(To whoever bought copy of The Wonder Weeks for $137, please return it! It's not worth that much money. I feel horrible because I'm sure my recommendations have contributed to this insane arbitrage of the book. I'm figuring out a workaround for the shortage of copies, and will keep you updated.)
Book review of The Daring Book for Girls by Andrea Buchanan and Miriam Peskowitz.
Remember back when we were talking about* The Dangerous Book For Boys and speculating that the book for girls wouldn't be as cool?
Wrong, wrong, wrong. The Daring Book for Girls is right, right, right.
This book covers so many topics, from essential gear to pressing flowers to being a spy to karate moves to negotiating a salary to Latin and Greek roots to making a lemon-powered clock to queens of the ancient world. Stocks and bonds? In the book. Peach pit rings? In the book. Building campfires? In the book. Slumber party games, rules of basketball, math tricks, making friendship bracelets, book lists, and tons more.
Don't tell my sons, but this book has more cool stuff than the boy book does.**
Honestly, the only essential thing I can think of that isn't in the book is rolling your own tampon from toilet paper in an emergency. (The target audience for the book is 8 and up, though, so tampons aren't an issue for the younger end of the audience.) Even wearing high heels is in the book, in the section on dangerous things. With a note that once you get good at it, you can even run and do karate moves in high heels.
I was lucky enough to go to the NYC reading the authors gave last week. One of the things they said was that they think it's vital to preserve so many of these "girl skills" that have been passed down from generation to generation, but have fallen out of favor because girls now are supposed to be tough. That really resonated with me. If I can be a CEO and also a knitter, then why should girls not learn how to braid friendship bracelets? By ignoring these traditional things that girls have done for fun, we're reinforcing a message that girls are only supposed to like certain things.
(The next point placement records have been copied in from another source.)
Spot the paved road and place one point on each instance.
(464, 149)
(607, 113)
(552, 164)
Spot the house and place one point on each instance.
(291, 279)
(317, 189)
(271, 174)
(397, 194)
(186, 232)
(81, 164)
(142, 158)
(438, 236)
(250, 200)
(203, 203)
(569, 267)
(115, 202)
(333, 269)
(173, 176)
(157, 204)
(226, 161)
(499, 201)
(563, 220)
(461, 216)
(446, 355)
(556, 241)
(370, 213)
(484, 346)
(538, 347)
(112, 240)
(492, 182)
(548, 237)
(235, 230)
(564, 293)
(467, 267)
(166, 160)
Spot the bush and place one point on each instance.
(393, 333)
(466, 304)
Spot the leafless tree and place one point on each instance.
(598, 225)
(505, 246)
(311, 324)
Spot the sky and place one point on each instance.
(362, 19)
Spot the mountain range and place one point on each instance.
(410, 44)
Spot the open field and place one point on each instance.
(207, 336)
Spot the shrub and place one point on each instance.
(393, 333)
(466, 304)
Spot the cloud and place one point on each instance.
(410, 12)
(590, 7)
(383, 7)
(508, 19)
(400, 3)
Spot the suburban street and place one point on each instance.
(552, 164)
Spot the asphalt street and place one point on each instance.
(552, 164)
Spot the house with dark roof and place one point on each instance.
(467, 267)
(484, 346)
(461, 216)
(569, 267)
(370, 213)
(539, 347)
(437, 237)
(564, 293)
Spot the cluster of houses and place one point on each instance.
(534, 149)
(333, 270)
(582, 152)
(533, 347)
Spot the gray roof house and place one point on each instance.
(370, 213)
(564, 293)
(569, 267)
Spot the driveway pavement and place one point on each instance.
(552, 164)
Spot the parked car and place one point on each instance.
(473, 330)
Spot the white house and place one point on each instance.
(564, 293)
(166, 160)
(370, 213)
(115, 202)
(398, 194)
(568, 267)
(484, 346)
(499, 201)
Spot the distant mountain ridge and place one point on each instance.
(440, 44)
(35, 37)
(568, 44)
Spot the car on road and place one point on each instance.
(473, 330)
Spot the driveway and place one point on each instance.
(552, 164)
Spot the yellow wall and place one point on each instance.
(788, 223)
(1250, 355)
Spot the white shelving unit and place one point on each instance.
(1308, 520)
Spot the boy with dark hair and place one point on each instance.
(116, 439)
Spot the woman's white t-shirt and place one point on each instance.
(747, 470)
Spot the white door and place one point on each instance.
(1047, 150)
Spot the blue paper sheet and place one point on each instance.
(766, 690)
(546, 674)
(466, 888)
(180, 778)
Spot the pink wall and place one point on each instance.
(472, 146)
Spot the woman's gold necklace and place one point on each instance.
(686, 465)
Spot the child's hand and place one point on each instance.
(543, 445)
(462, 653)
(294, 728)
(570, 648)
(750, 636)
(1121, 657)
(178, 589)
The other things Andi and Miriam said that was a big zing right to my solar plexus was that when they were looking around at other books for tweeners, so much of what they found was about makeup, and boys, and their bodies. So they specifically wrote a book that didn't deal with sex and makeup and bodies, but about being smart and capable and fun. They have a page about boys in the book that's remarkably sensible and human. I don't have a daughter, but this is a book I would have loved as a tween and would give to a hypothetical future daughter. I've already recommended it to at least a dozen people.
My mom called as I was writing this. I'd sent her the book after I finished it, because she's sort of the ultimate Girl Scout, and was always doing projects with me when I was a kid. Her review:
"I'm surprised at how much it looks just like one of the old Girl Scout manuals! It has that same look and feel, and encouraging tone that makes the girls feel like they want to do all the projects and learn all the facts. The disclaimer at the beginning that girls should do the projects exactly as written, and with an adult's help, was also important, because then they're spending time with an adult who can pass down the knowledge and tradition. I find the whole book fascinating, and you knew I would, [insert her embarrassing nickname for me here]."
Then she told me which ones of her friends she was going to show the book to today.
Buy the book. Did I mention that you should buy the book?
* I think it's fascinating that this discussion about gender and roles and toys and books is the most heated, vicious, and offended we've ever been on AskMoxie.org.
** In all fairness, I think that may be because the authors of the boy book are British and restrained, while the authors of the girl book are American and prone to excess. Ha. Kidding.